Galaxy format #42

soulios · 2024-11-06T15:43:13Z

Saving now only weights and not whole models though callbacks with N epochs frequency.
Fixed issue with the history plots.

bernt-matthias · 2024-11-07T10:23:10Z

Can you fix the error: dfpl: error: the following arguments are required: --test_path, --preds_path?

soulios · 2024-11-13T10:15:52Z

Can you fix the error: dfpl: error: the following arguments are required: --test_path, --preds_path?
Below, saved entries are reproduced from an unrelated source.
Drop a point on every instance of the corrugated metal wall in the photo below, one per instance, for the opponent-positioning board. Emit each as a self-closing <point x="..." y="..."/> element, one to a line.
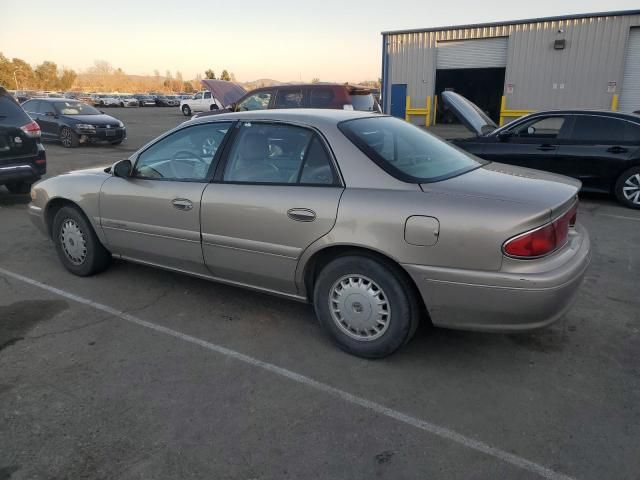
<point x="593" y="57"/>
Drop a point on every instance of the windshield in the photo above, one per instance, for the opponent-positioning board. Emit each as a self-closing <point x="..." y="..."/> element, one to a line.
<point x="75" y="108"/>
<point x="406" y="151"/>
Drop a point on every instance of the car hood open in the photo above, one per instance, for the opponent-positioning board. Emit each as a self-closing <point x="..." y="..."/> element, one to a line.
<point x="508" y="183"/>
<point x="468" y="113"/>
<point x="226" y="92"/>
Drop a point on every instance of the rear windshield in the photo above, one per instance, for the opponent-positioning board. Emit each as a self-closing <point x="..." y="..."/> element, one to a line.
<point x="11" y="113"/>
<point x="406" y="151"/>
<point x="363" y="101"/>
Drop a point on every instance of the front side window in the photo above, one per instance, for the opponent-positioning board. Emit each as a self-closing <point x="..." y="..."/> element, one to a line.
<point x="547" y="127"/>
<point x="406" y="151"/>
<point x="257" y="101"/>
<point x="185" y="155"/>
<point x="289" y="98"/>
<point x="281" y="154"/>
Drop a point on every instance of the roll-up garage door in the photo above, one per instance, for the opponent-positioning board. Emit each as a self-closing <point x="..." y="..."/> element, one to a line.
<point x="630" y="96"/>
<point x="480" y="53"/>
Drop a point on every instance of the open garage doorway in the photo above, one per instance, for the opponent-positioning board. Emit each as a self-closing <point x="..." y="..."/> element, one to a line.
<point x="483" y="86"/>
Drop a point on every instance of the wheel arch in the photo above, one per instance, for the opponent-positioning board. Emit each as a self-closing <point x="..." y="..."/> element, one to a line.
<point x="320" y="258"/>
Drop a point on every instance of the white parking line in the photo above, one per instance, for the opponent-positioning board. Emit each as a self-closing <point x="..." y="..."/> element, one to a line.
<point x="622" y="217"/>
<point x="431" y="428"/>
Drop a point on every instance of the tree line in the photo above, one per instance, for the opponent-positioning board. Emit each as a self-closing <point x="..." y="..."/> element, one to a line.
<point x="16" y="74"/>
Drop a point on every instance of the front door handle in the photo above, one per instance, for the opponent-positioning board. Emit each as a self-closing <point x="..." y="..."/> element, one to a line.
<point x="617" y="149"/>
<point x="301" y="214"/>
<point x="182" y="204"/>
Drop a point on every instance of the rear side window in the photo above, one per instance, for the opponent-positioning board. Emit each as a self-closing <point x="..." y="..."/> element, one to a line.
<point x="631" y="133"/>
<point x="320" y="97"/>
<point x="595" y="129"/>
<point x="405" y="151"/>
<point x="11" y="113"/>
<point x="278" y="154"/>
<point x="547" y="127"/>
<point x="363" y="102"/>
<point x="289" y="98"/>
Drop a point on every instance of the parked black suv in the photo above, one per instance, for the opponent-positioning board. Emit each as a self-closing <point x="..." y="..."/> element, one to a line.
<point x="73" y="122"/>
<point x="22" y="157"/>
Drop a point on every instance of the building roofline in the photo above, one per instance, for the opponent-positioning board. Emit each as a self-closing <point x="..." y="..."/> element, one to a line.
<point x="618" y="13"/>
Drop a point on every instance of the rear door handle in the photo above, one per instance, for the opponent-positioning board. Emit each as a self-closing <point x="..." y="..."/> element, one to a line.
<point x="301" y="214"/>
<point x="182" y="204"/>
<point x="617" y="149"/>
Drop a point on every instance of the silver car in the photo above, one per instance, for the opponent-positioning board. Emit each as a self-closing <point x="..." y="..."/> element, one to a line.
<point x="376" y="222"/>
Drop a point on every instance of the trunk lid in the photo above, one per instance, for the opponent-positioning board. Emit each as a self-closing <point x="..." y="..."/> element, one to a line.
<point x="468" y="113"/>
<point x="512" y="184"/>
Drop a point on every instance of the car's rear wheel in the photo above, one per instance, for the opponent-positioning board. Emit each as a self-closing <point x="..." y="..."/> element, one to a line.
<point x="627" y="188"/>
<point x="69" y="138"/>
<point x="19" y="188"/>
<point x="367" y="306"/>
<point x="77" y="244"/>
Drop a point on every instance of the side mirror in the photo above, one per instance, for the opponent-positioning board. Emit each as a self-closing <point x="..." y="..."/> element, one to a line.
<point x="504" y="135"/>
<point x="122" y="169"/>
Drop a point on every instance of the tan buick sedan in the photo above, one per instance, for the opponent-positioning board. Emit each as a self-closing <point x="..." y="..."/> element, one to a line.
<point x="376" y="222"/>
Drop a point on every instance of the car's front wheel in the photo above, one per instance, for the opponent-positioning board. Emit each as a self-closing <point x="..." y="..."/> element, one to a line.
<point x="367" y="306"/>
<point x="19" y="188"/>
<point x="69" y="138"/>
<point x="77" y="244"/>
<point x="627" y="188"/>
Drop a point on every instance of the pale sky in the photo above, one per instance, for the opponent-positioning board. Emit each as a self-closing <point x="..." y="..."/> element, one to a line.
<point x="280" y="39"/>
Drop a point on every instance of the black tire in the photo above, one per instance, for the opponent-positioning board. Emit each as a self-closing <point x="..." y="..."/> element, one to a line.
<point x="69" y="138"/>
<point x="630" y="179"/>
<point x="19" y="188"/>
<point x="94" y="257"/>
<point x="391" y="286"/>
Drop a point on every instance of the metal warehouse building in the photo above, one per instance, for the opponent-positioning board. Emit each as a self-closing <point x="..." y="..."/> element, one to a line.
<point x="512" y="68"/>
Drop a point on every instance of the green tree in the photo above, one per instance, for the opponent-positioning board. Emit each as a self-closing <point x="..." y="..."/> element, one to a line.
<point x="67" y="79"/>
<point x="47" y="75"/>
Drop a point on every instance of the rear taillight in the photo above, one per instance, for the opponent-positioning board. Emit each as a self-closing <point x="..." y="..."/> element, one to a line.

Fixed it. ready for review. @mai00fti @bernt-matthias

dfpl/single_label_model.py

dfpl/__main__.py

dfpl/autoencoder.py

dfpl/feedforwardNN.py

dfpl/single_label_model.py

dfpl/vae.py

example/train.json

dfpl/__main__.py

tom-mohr · 2024-11-14T13:46:09Z

If epochs < 10, the output looks like this:

.
├── autoencoder
│   ├── autoencoder_weights.h5.history.csv
│   ├── autoencoder_weights.h5.history.svg
│   └── encoder_weights.h5
├── conda_activate.log
├── config.json
└── model
    ├── AR
    │   ├── history.csv
    │   └── history.svg
    └── train.log

If epochs >= 10, the output looks like this:

.
├── autoencoder
│   ├── autoencoder_weights.h5.history.csv
│   ├── autoencoder_weights.h5.history.svg
│   └── encoder_weights.h5
├── conda_activate.log
├── config.json
└── model
    ├── AR
    │   ├── auc_data.png
    │   ├── history.csv
    │   ├── history.svg
    │   ├── model_weights.hdf5
    │   ├── predicted.testdata.aucdata.csv
    │   ├── predicted.testdata.csv
    │   └── predicted.testdata.prec_rec_f1.csv
    ├── Aromatase
    │   ├── auc_data.png
    │   ├── history.csv
    │   ├── history.svg
    │   ├── model_weights.hdf5
    │   ├── predicted.testdata.aucdata.csv
    │   ├── predicted.testdata.csv
    │   └── predicted.testdata.prec_rec_f1.csv
    ├── ED
    │   ├── auc_data.png
    │   ├── history.csv
    │   ├── history.svg
    │   ├── model_weights.hdf5
    │   ├── predicted.testdata.aucdata.csv
    │   ├── predicted.testdata.csv
    │   └── predicted.testdata.prec_rec_f1.csv
    ├── ER
    │   ├── auc_data.png
    │   ├── history.csv
    │   ├── history.svg
    │   ├── model_weights.hdf5
    │   ├── predicted.testdata.aucdata.csv
    │   ├── predicted.testdata.csv
    │   └── predicted.testdata.prec_rec_f1.csv
    ├── GR
    │   ├── auc_data.png
    │   ├── history.csv
    │   ├── history.svg
    │   ├── model_weights.hdf5
    │   ├── predicted.testdata.aucdata.csv
    │   ├── predicted.testdata.csv
    │   └── predicted.testdata.prec_rec_f1.csv
    ├── PPARg
    │   ├── auc_data.png
    │   ├── history.csv
    │   ├── history.svg
    │   ├── model_weights.hdf5
    │   ├── predicted.testdata.aucdata.csv
    │   ├── predicted.testdata.csv
    │   └── predicted.testdata.prec_rec_f1.csv
    ├── single_label_random_model.evaluation.csv
    ├── TR
    │   ├── auc_data.png
    │   ├── history.csv
    │   ├── history.svg
    │   ├── model_weights.hdf5
    │   ├── predicted.testdata.aucdata.csv
    │   ├── predicted.testdata.csv
    │   └── predicted.testdata.prec_rec_f1.csv
    └── train.log

This is because in the first case, an error is thrown when the first h5 file is created:

FileNotFoundError: [Errno 2] Unable to synchronously open file (unable to open file: name = '/tmp/tmpvbmwtqa8/job_working_directory/000/4/working/model/AR/model_weights.hdf5', errno = 2, error message = 'No such file or directory', flags = 0, o_flags = 0)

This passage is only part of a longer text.